The point is not to subclass a behavior tree, but the tasks/services/decorators inside it. Subclassing a behavior tree does not make much sense as a behavior tree is basically and algorithm, and we don’t subclass an algorithm, but some of its components. And if you consider a whole tree as a node, they subclassing it means replacing it (replacing the algorithm it implements), in such a case you only need to use a different tree and not subclass it.

I am using a specific AI controller class per character. Let’s say we have a MonsterAIController base class and a TRexAIController subclass of MonsterAIController. The main behavior tree will be implemented for MonsterAIController. I am creating a base class for all tasks named TaskBase, subclass of BTTaskNode with a DoExecuteTask function (you’ll see why later).
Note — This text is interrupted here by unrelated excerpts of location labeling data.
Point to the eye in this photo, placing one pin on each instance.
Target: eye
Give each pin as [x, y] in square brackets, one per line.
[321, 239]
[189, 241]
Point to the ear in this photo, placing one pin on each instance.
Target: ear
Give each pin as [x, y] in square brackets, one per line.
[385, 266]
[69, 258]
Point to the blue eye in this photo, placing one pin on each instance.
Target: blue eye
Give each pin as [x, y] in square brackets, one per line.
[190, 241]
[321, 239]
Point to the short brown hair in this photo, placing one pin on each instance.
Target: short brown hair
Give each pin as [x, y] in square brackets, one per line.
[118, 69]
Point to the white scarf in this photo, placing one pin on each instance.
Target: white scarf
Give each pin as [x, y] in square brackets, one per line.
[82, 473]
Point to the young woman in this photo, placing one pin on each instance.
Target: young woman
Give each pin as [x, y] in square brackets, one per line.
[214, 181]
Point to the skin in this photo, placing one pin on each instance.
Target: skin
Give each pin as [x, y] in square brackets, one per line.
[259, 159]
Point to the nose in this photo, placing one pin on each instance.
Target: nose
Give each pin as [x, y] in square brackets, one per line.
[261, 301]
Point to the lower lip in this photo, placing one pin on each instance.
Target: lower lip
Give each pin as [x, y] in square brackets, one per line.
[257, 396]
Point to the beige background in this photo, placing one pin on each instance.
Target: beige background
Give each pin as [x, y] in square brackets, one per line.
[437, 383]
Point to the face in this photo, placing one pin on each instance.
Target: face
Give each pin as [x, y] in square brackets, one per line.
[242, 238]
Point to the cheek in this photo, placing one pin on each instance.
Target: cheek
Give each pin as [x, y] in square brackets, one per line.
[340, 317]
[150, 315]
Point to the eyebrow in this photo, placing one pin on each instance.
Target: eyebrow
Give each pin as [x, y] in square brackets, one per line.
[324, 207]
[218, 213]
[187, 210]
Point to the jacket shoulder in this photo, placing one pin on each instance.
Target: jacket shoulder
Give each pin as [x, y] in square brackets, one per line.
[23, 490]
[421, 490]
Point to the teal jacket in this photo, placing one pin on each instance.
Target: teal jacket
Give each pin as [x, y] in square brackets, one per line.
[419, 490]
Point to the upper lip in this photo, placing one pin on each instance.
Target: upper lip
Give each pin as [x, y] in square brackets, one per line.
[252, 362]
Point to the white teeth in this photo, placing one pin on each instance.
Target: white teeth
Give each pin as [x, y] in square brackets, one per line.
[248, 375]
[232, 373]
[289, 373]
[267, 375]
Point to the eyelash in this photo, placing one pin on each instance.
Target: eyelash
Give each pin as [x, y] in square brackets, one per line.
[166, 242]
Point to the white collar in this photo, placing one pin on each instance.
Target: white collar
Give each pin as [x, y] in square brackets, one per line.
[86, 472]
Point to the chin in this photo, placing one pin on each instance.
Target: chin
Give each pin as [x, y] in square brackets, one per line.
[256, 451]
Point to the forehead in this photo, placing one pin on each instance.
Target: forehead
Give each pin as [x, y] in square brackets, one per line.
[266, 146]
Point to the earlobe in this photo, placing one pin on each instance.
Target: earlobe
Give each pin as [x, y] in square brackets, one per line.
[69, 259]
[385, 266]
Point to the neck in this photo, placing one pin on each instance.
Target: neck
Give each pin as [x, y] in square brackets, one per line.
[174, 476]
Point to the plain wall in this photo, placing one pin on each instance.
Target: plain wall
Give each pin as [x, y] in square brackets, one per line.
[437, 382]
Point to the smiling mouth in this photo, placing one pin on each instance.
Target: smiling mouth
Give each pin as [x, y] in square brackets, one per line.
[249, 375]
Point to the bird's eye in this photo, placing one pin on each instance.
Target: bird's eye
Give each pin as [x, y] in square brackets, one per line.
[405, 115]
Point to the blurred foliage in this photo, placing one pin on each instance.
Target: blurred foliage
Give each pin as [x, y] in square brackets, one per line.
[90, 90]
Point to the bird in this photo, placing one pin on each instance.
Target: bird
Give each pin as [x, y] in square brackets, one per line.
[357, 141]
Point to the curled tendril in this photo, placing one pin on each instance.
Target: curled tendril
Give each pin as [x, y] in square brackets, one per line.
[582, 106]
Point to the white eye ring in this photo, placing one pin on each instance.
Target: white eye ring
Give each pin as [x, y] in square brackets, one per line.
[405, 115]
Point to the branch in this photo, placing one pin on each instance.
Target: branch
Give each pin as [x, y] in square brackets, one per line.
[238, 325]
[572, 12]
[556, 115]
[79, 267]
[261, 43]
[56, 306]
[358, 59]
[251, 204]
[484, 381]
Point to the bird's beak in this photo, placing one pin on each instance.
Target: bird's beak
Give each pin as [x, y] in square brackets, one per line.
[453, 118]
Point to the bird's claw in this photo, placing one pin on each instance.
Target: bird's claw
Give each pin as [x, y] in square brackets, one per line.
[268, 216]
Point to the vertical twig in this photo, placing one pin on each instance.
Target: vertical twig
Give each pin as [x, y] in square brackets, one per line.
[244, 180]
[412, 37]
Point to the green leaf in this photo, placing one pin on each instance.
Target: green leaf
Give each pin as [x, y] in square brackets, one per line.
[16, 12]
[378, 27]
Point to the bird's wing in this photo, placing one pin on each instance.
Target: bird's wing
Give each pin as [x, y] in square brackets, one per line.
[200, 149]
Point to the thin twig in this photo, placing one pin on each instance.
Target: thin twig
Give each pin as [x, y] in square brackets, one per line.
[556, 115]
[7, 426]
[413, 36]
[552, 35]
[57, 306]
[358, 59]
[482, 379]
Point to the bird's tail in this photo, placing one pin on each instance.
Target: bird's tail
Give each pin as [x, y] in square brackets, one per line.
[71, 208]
Each AI class is associated to a Task Executor class, we have MonsterTaskExecutor and TRexTaskExecutor. Now say we have a task JumpTask we want to implement in a generic way for monsters but want to have some specificities for TRex. There will be a MonsterJumpTask and TRexJumpTask, both subclasses of TaskBase, itself a subclass of BTTaskNode. In the Unreal Editor behavior tree, I will insert a MonsterJumpTask. However, when the behavior tree will execute this task, here is what will happen:

  • MonsterJumpTask::ExecuteTask will get its AI owner, and from there the TaskExecutor instance. If we are on a monster, this will return MonsterTaskExecutor, if we are on a TRex this will return TRexTaskExecutor.

  • MonsterJumpTask::ExecuteTask will now call the TaskExecutor’s ExecuteJumpTask. In the case of MonsterTaskExecutor, this will call DoExecuteTask (remember, our new Execute function in TaskBase) of MonsterJumpTask. In the case of TRexTaskExecutor, the executor will first create an instance of TRexJumpTask if none exist, then call DoExecuteTask on it. The executor will keep a reference to that instance so doesn’t have to create it again every time. The DoExecuteTask is the code that actually peforms the task, ExecuteTask (called by UE) is only an indirection to call DoExecuteTask for the proper task class.

And there we go, by running the behavior tree at the Monster level we got a task executed at the TRex level for the case the monster is actually a TRex (determined by its AI class and task executor class). The same principle can be applied to other functions than executing a task, such as aborting a task. A similar concept can also be applied to services and decorators.

There are a few drawbacks with this approach:

  • the TaskExecutor needs to know about all the possible tasks it can execute, which is a bit heavy if lots of tasks are being used. If C++ had Reflection implemented that would be made simpler, but this is not yet the case, maybe in C++20.

  • the task subclasses are acutally not part of the behavior tree, they are delegates to tasks of the tree (in our example tasks at the Monster level). So their lifecycle has to me handled manually.